Gute Online-Lehre

Kodex für gute Online-Lehre an der Hochschule Karlsruhe

Die Hochschule Karlsruhe steht als Präsenzhochschule für ein zeitgemäßes Lehr- und Bildungskonzept, zu welchem Online-Lehre als selbstverständlicher Bestandteil gehört. Dabei ist der Einsatz von Online-Lehre kein Selbstzweck, sondern stets von didaktischen Überlegungen und Fragestellungen geleitet. Online-Lehre geht einher mit einer Erweiterung der didaktischen Möglichkeiten und eröffnet neue Lehr- und Lernszenarien. Sie ermöglicht Studierenden eine zeitliche und räumliche Flexibilisierung und leistet einen Beitrag zur Internationalisierung von Studium und Lehre.

Gute Online-Lehre berücksichtigt Individualität und Vielfalt

Studierende unterscheiden sich in ihren individuellen Lernzugängen, Lerngeschwindigkeiten und Lernstilen sowie in ihrem Vorwissen und anderen Studienvoraussetzungen. Durch die Wahl geeigneter Methoden und Werkzeuge kann und soll Online-Lehre dieser Heterogenität unter den Studierenden in besonderem Maße gerecht werden. Sie nimmt dabei auch Rücksicht auf die technischen und zeitlichen Rahmenbedingungen, unter denen Studierende lernen.
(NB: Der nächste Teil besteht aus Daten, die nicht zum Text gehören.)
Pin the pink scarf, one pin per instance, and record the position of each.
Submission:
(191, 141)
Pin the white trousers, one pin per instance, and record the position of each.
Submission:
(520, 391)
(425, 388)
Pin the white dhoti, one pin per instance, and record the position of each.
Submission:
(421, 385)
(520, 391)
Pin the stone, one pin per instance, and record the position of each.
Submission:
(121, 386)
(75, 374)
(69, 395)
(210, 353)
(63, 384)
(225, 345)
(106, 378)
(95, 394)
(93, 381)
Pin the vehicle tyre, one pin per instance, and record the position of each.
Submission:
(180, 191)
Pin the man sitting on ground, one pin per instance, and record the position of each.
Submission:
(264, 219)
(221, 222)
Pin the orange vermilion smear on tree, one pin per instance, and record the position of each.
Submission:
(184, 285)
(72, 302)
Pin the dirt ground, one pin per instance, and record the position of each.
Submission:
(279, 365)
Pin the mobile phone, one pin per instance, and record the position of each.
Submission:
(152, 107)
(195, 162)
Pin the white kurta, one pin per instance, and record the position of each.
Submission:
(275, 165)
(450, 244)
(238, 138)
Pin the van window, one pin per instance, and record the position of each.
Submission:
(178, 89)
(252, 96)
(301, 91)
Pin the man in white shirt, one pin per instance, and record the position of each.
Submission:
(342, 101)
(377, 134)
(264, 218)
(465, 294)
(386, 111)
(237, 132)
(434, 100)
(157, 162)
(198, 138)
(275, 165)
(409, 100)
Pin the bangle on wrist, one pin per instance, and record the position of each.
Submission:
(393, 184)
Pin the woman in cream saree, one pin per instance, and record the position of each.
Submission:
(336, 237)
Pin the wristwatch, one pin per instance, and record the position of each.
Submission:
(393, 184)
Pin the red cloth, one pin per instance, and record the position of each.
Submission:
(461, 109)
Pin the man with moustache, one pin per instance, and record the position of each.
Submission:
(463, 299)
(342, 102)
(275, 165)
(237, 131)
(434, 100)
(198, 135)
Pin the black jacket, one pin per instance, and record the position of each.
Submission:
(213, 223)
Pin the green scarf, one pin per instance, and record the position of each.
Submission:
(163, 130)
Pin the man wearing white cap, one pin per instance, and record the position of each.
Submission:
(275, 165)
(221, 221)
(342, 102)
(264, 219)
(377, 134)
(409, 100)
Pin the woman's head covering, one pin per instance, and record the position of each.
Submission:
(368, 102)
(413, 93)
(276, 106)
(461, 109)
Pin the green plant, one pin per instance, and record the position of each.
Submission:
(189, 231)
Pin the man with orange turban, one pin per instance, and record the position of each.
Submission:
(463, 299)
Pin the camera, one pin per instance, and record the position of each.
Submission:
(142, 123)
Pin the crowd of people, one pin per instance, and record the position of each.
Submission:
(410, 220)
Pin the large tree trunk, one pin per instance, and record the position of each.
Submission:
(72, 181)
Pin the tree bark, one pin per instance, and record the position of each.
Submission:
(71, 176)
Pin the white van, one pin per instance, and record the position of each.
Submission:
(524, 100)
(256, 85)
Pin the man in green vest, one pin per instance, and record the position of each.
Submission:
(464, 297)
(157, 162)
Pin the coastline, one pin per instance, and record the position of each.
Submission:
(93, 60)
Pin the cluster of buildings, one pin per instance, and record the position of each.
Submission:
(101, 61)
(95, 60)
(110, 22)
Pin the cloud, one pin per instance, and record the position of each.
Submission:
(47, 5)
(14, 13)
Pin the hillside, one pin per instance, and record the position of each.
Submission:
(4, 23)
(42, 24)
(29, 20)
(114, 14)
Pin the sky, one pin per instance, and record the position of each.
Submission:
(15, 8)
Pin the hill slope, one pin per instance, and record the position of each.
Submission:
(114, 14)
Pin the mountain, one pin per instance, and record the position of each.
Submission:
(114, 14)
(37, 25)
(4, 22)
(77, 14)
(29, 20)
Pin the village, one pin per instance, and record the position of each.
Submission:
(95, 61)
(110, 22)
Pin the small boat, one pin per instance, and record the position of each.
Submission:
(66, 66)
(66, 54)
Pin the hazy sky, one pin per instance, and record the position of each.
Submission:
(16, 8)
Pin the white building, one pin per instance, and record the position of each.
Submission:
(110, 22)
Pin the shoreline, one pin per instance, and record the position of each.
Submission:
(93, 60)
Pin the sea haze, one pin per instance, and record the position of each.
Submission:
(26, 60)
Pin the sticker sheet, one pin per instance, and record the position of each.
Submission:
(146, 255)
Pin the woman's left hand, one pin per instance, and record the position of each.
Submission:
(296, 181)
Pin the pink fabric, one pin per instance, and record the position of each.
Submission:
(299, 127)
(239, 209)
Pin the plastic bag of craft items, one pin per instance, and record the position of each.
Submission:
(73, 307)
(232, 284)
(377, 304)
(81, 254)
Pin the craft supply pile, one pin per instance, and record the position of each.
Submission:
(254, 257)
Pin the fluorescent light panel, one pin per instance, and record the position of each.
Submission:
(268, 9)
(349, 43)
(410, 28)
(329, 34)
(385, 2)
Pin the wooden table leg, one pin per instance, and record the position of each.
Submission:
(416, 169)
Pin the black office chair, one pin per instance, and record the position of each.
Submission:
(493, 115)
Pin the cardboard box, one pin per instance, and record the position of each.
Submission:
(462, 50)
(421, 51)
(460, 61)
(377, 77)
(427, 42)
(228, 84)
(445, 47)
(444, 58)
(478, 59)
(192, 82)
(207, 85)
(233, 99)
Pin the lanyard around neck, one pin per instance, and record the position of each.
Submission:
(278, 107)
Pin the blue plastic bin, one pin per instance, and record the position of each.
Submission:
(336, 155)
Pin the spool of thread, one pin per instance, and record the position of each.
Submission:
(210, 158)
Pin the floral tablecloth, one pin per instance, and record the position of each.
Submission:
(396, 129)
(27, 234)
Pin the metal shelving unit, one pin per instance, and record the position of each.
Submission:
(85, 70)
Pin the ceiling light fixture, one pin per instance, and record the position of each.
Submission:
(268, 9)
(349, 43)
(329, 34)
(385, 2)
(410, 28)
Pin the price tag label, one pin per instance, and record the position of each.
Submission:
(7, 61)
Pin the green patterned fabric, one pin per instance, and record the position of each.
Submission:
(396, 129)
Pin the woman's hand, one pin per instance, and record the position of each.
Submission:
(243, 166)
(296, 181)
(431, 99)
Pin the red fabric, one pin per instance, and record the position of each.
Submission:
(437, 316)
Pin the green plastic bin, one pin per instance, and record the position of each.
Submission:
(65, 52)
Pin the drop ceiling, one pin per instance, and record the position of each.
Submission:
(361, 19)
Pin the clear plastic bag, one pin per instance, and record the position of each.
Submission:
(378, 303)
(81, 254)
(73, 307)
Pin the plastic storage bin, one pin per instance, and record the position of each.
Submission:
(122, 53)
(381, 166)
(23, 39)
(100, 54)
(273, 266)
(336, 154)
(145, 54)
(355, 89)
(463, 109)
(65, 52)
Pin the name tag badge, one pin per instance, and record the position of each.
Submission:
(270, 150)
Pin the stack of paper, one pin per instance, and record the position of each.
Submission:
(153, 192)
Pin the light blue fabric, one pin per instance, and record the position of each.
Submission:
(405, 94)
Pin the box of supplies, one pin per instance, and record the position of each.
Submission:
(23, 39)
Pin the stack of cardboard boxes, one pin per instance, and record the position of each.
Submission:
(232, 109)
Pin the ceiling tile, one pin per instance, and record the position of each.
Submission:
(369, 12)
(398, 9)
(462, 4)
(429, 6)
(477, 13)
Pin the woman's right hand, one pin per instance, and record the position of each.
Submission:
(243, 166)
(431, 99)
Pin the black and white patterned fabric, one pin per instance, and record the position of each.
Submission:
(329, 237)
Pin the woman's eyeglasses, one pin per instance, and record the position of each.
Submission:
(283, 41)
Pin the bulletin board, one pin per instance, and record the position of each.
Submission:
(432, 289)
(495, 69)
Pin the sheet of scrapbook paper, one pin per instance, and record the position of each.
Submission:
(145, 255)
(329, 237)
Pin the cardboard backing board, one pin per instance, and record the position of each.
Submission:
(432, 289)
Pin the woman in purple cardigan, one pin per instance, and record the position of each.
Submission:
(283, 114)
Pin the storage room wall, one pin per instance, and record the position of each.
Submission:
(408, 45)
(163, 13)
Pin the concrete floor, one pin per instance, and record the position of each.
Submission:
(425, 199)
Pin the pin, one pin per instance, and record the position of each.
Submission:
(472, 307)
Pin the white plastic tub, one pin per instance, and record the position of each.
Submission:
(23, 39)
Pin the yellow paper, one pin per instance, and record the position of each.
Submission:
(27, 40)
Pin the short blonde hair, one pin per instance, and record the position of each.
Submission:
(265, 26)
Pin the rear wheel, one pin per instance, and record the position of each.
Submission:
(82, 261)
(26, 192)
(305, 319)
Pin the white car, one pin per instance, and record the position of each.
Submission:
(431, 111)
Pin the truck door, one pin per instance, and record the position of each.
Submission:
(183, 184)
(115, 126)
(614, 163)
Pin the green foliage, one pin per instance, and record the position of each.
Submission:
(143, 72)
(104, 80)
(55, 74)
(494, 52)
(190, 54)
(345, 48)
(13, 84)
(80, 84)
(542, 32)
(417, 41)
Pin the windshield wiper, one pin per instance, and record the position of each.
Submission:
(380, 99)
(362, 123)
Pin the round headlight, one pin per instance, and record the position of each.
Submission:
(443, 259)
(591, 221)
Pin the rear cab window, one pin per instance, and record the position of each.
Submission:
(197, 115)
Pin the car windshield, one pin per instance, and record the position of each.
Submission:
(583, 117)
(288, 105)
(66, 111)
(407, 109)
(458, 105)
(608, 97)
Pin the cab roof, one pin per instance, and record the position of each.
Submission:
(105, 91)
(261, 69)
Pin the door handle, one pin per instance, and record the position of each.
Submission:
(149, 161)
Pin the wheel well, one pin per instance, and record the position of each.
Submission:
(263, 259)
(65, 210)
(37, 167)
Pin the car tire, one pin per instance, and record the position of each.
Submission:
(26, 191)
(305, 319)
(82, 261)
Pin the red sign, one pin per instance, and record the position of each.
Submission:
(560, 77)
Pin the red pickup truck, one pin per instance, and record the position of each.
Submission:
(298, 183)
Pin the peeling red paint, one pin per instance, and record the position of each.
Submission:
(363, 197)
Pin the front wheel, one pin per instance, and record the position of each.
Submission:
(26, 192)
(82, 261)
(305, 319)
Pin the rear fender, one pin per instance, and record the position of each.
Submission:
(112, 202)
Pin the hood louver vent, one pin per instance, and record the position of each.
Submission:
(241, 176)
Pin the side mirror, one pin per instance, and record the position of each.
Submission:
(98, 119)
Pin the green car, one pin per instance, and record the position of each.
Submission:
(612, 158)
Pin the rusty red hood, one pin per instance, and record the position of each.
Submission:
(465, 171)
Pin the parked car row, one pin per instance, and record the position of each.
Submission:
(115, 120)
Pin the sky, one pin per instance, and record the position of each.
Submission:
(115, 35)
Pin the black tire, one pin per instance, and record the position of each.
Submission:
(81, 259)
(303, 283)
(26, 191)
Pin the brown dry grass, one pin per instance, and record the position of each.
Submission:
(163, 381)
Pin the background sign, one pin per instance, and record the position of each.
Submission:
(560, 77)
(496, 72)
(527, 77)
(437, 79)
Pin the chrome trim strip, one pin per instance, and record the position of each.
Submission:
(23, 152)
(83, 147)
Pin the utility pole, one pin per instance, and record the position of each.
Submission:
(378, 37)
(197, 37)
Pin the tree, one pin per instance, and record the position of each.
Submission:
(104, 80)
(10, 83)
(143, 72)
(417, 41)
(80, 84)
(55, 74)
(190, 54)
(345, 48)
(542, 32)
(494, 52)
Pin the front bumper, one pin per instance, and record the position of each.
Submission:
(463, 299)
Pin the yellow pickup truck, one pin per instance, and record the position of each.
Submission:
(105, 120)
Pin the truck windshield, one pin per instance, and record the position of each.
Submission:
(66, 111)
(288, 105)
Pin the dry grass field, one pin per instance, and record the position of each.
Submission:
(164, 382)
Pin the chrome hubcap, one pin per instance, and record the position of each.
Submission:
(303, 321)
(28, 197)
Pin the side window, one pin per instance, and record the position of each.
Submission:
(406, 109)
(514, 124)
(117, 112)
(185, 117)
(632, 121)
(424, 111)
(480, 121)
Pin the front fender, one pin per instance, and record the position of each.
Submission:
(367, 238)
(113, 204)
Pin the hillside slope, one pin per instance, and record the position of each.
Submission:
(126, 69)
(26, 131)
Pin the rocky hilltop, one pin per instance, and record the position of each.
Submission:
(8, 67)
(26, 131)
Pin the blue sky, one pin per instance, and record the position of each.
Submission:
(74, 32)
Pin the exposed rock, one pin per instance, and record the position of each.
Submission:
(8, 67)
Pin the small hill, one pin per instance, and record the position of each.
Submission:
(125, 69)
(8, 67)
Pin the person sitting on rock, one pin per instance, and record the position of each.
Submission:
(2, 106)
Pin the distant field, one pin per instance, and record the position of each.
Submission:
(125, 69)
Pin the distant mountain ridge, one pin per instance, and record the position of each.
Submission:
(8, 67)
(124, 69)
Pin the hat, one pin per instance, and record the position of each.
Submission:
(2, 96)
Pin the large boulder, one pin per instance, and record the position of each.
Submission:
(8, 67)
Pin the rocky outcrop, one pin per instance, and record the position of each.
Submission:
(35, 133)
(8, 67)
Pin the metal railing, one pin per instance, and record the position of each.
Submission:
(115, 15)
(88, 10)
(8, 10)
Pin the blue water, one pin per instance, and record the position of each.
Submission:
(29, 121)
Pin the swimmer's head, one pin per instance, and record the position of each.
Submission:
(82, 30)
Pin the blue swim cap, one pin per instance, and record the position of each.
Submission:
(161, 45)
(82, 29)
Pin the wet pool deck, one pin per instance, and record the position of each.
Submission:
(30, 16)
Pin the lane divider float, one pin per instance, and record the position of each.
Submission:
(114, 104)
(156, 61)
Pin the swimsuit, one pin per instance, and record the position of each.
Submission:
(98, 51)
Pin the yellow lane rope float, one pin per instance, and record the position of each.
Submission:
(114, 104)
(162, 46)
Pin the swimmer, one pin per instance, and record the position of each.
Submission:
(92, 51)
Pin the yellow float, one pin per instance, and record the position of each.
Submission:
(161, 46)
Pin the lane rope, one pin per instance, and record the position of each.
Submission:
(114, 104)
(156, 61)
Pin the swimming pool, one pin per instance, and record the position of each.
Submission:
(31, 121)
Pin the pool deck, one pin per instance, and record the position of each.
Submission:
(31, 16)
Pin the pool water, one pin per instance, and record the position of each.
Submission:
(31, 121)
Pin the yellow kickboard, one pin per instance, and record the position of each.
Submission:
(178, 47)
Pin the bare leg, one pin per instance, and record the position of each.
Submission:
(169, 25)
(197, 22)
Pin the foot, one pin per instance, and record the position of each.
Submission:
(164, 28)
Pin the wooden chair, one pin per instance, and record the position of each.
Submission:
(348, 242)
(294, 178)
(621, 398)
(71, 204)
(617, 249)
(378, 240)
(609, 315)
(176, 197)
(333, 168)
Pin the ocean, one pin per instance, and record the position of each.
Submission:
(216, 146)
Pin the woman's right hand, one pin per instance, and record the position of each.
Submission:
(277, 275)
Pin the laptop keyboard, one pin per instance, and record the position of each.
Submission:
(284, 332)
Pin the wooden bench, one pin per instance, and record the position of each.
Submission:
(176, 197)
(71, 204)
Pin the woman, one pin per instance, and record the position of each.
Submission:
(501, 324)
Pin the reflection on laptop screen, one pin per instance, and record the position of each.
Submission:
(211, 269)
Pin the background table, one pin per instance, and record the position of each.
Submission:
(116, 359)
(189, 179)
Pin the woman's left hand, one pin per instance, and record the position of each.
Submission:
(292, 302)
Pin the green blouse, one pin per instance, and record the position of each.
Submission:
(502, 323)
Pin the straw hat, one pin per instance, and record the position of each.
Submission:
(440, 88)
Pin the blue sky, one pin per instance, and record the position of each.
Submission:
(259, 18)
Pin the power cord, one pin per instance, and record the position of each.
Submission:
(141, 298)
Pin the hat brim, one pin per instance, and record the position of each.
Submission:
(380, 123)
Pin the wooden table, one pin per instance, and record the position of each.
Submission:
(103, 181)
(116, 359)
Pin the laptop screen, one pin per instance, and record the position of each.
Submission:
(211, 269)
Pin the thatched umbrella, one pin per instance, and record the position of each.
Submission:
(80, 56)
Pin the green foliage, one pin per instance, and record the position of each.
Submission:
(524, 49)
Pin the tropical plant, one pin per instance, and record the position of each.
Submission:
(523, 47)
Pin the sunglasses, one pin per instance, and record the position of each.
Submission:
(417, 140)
Online-Lehre verlangt von den Studierenden ein erhöhtes Maß an Selbstorganisation und Selbstständigkeit. Die Lehrenden unterstützen sie dabei, indem sie den Rahmen vorgeben, in welchem die Studierenden Verantwortung für ihr selbständiges Lernen übernehmen sollen. Sie begleiten und betreuen die Studierenden kontinuierlich in allen Phasen einer Online-Veranstaltung – auch durch regelmäßiges Feedback zum Lernstand und zur Arbeitsweise.

Genauso wie in der Präsenzlehre schätzt die Hochschule Karlsruhe auch in der Online-Lehre die Vielfalt an individuellen Lehrstilen, die idealerweise geprägt sind von Authentizität, Engagement und Begeisterung der Lehrenden.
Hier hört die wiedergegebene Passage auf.